Gente Vulgar

Foi à terceira que o filme me arrebatou. Não que antes não tivesse deixado marca, mas no voo nocturno sobre o Atlântico, ao percorrer a lista de obras disponíveis no catálogo da Delta Airlines, tropeço no clássico moderno realizado por Robert Redford em 1980, Gente Vulgar. Aconteceu (mais) uma confluência feliz entre oferta e procura e pela primeira vez, a força e profundidade desta história atingiu-me ao ponto de ter que me conter (as lágrimas) nas cenas mais prementes, algo que não recordo haver sentido antes.

Se provas fossem necessárias de que a década de oitenta marcou um regresso do Cinema a uma certa “intimidade clássico-familiar”, esta abertura confirma-o. Um filme forte como nunca o havia sido para mim, que tem na culpa e na forma como evitamos ou abordamos os dramas mais profundos um dos fios condutores. Mas há mais, muito mais: uma realização segura e um argumento tão bem delineado, respeitando em tempos perfeitos as fases da história, as alterações que as personagens vão vivendo ao longo do drama, evoluindo (ou não); por fim, as interpretações, talvez os papéis das vidas dos quatro artistas principais, com Timothy Hutton (o filho) a levar o merecidíssimo óscar e Mary Tyler Moore (a mãe) e Judd Hirsch (o psiquiatra) a ficarem pelas nomeações. Donald Sutherland (o pai) foi esquecido, mas o seu papel é determinante para o equilíbrio de toda a trama.
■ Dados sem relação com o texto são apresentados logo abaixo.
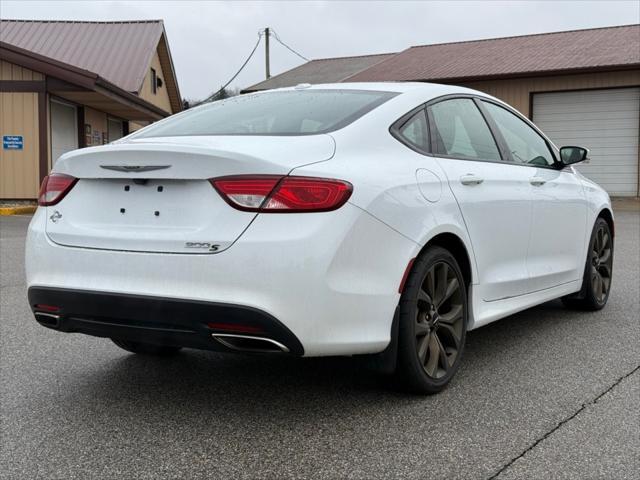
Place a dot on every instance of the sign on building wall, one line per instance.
(12, 142)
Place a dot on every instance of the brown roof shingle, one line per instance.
(119, 52)
(325, 70)
(578, 50)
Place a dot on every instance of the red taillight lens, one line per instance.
(275, 194)
(54, 187)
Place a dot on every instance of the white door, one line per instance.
(555, 254)
(604, 121)
(64, 128)
(495, 197)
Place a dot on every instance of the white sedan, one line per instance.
(382, 219)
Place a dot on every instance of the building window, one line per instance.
(115, 129)
(154, 81)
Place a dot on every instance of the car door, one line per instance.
(556, 250)
(493, 195)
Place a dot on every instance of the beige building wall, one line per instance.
(19, 174)
(98, 122)
(516, 91)
(161, 97)
(9, 71)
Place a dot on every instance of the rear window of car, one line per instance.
(289, 112)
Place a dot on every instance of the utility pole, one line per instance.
(266, 52)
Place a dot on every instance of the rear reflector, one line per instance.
(231, 327)
(54, 187)
(47, 308)
(276, 194)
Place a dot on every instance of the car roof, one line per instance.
(396, 87)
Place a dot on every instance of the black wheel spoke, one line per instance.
(441, 284)
(444, 359)
(605, 242)
(423, 347)
(433, 358)
(453, 315)
(424, 297)
(451, 334)
(452, 287)
(422, 328)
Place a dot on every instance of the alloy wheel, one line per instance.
(439, 320)
(601, 264)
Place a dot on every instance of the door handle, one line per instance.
(537, 181)
(471, 179)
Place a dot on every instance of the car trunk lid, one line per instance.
(153, 195)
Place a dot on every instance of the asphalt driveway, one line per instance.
(547, 393)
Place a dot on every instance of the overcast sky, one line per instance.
(210, 40)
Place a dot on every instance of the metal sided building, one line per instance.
(580, 87)
(67, 85)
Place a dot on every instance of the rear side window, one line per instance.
(461, 131)
(415, 130)
(289, 112)
(524, 143)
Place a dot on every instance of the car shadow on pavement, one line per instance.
(207, 379)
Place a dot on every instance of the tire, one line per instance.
(146, 348)
(432, 322)
(598, 271)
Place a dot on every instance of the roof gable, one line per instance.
(98, 47)
(326, 70)
(578, 50)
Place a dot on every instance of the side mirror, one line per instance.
(571, 155)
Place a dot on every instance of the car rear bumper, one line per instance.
(162, 321)
(330, 278)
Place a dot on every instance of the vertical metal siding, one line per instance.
(516, 91)
(19, 172)
(604, 121)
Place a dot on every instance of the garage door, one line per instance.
(605, 122)
(64, 129)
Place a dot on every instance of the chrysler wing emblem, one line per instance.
(134, 168)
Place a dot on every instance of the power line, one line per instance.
(277, 37)
(255, 47)
(261, 33)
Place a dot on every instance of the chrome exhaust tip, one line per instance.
(248, 343)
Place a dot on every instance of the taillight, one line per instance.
(54, 187)
(277, 194)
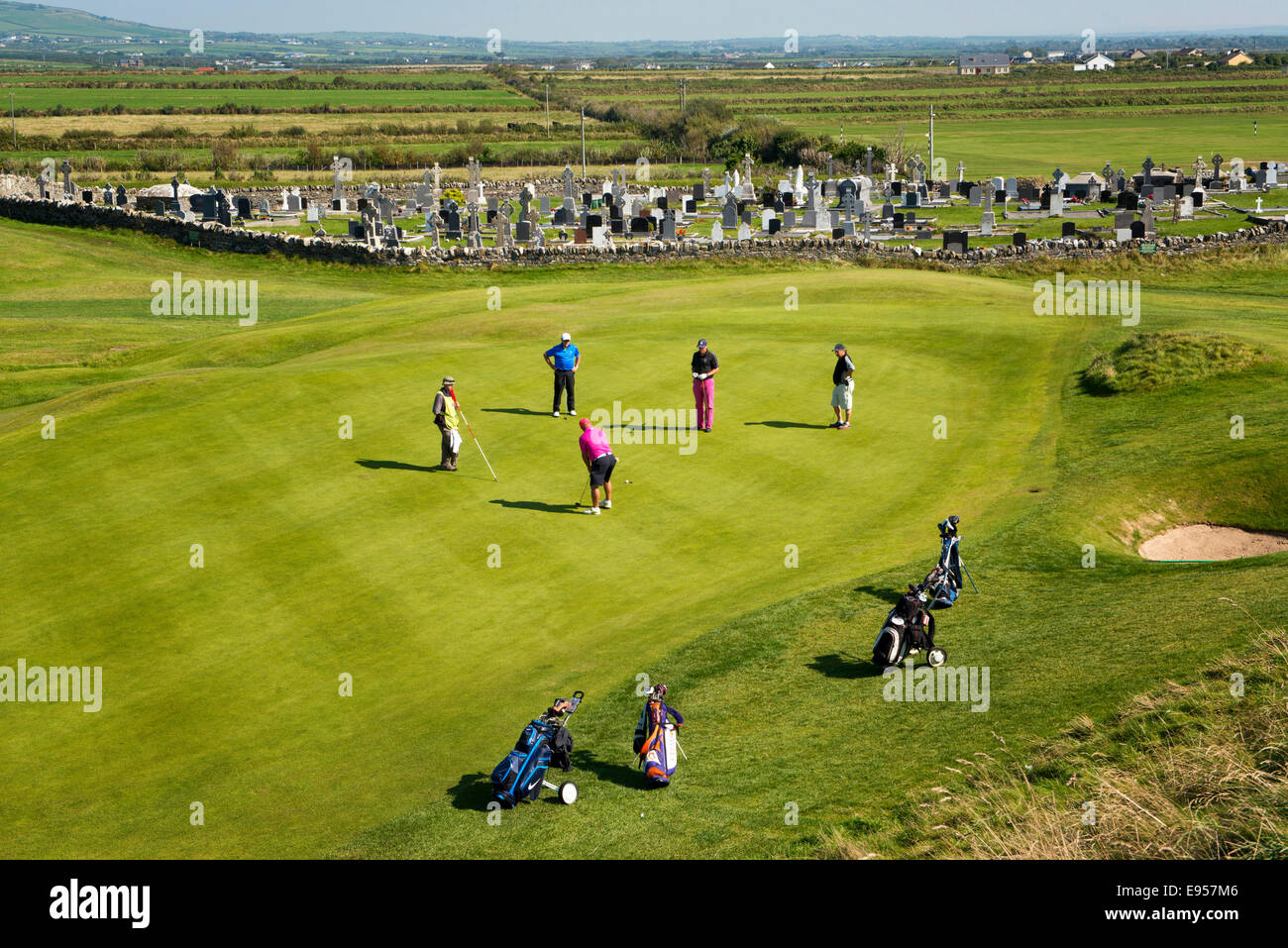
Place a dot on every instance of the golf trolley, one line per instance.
(544, 742)
(910, 626)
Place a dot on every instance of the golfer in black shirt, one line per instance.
(704, 368)
(842, 386)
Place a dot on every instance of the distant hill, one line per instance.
(38, 20)
(69, 33)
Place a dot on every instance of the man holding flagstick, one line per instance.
(445, 416)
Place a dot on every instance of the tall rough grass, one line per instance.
(1194, 771)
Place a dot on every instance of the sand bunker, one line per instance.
(1207, 543)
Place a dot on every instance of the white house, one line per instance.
(1098, 62)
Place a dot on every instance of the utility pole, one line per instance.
(931, 142)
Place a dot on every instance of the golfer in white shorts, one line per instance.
(842, 388)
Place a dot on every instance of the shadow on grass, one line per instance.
(786, 424)
(885, 594)
(844, 666)
(537, 505)
(610, 772)
(394, 466)
(472, 792)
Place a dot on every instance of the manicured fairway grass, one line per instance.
(325, 557)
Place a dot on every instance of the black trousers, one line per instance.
(565, 378)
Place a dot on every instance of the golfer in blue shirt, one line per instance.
(565, 360)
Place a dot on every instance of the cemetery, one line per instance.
(877, 210)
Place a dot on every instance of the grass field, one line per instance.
(325, 557)
(1022, 124)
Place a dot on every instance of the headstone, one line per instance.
(729, 213)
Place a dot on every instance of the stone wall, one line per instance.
(236, 240)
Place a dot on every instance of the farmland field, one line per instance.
(1022, 124)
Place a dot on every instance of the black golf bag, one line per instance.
(544, 741)
(909, 627)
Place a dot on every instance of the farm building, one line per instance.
(1096, 62)
(983, 63)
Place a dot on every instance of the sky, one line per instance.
(686, 20)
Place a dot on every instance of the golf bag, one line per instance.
(948, 582)
(909, 627)
(544, 742)
(656, 743)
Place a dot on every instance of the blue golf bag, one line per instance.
(519, 776)
(544, 741)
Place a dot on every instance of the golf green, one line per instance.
(750, 567)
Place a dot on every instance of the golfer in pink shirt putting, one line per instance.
(597, 458)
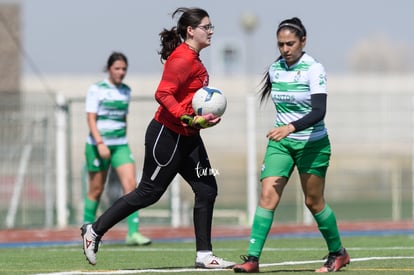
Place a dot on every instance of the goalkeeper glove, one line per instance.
(200, 122)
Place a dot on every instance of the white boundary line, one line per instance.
(180, 270)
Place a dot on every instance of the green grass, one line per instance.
(280, 256)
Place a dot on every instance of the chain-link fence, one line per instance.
(370, 177)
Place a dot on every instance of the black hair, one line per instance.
(115, 56)
(171, 39)
(295, 25)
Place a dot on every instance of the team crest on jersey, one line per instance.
(297, 76)
(322, 79)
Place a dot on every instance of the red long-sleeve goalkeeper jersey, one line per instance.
(183, 75)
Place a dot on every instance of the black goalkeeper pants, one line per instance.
(166, 155)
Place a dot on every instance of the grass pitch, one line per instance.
(392, 254)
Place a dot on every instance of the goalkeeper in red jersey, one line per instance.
(173, 144)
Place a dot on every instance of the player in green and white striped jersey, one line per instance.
(296, 82)
(107, 146)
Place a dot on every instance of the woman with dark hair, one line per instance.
(173, 144)
(107, 104)
(296, 82)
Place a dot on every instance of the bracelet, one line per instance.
(290, 128)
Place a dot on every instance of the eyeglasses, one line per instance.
(207, 27)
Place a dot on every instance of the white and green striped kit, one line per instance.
(110, 103)
(291, 93)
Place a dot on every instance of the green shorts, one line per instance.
(310, 157)
(120, 154)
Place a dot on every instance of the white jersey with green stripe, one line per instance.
(110, 103)
(291, 93)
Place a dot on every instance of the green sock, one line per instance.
(89, 213)
(328, 227)
(262, 222)
(133, 223)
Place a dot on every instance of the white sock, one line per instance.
(202, 254)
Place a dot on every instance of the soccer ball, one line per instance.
(209, 100)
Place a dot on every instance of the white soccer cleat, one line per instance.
(90, 243)
(213, 262)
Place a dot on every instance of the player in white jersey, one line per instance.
(107, 146)
(296, 82)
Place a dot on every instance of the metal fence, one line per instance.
(370, 177)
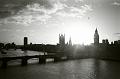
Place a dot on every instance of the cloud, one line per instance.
(116, 3)
(41, 11)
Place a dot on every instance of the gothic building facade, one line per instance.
(62, 40)
(96, 37)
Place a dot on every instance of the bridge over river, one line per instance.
(26, 55)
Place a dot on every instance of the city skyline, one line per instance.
(42, 20)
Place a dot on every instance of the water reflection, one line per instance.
(75, 69)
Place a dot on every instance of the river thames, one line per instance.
(72, 69)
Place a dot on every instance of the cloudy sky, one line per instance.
(42, 20)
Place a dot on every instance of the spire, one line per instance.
(70, 41)
(96, 31)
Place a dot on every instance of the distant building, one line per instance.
(25, 41)
(105, 42)
(96, 37)
(62, 40)
(70, 42)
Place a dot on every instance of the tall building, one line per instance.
(70, 42)
(25, 41)
(62, 39)
(96, 37)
Os enredos que assentam na intimidade só se aguentam quando o naipe de actores emprestam à obra interpretações superiores. Gente Vulgar traz-nos puro ouro no que ao trabalho de actores diz respeito.

Sobre a história não me alongarei uma vez que também a sua descoberta ao longo das duas horas que leva o filme, faz parte do processo que nos envolve a nós, espectadores, o que seguramente aconteceu comigo nas primeiras horas da noite neste voo.

Não desenvolverei as razões por que este filme me tocou tão mais profundamente desta vez do que das anteriores, apesar de não me ser difícil seguir as pistas, mas a escolha não foi um acaso, quando havia bons filmes na lista que eu desconhecia. A escolha é um binómio de sorte e honestidade e as duas estiveram de feição. Tocou fundo, tal como a adaptação da banda sonora de Canon de Pachelbel, ou a escolha dos cenários, maioritariamente localizados em Lake Forest, Illinois.

Tanto palavreado para desvendar tão pouco deste drama familiar. Talvez os óscares (hoje remetidos à vulgaridade) acendam a chama da curiosidade: além de Hutton, o filme levou mais três estatuetas: Filme, Realização e Argumento. Não terá sido só a mim que este drama falou.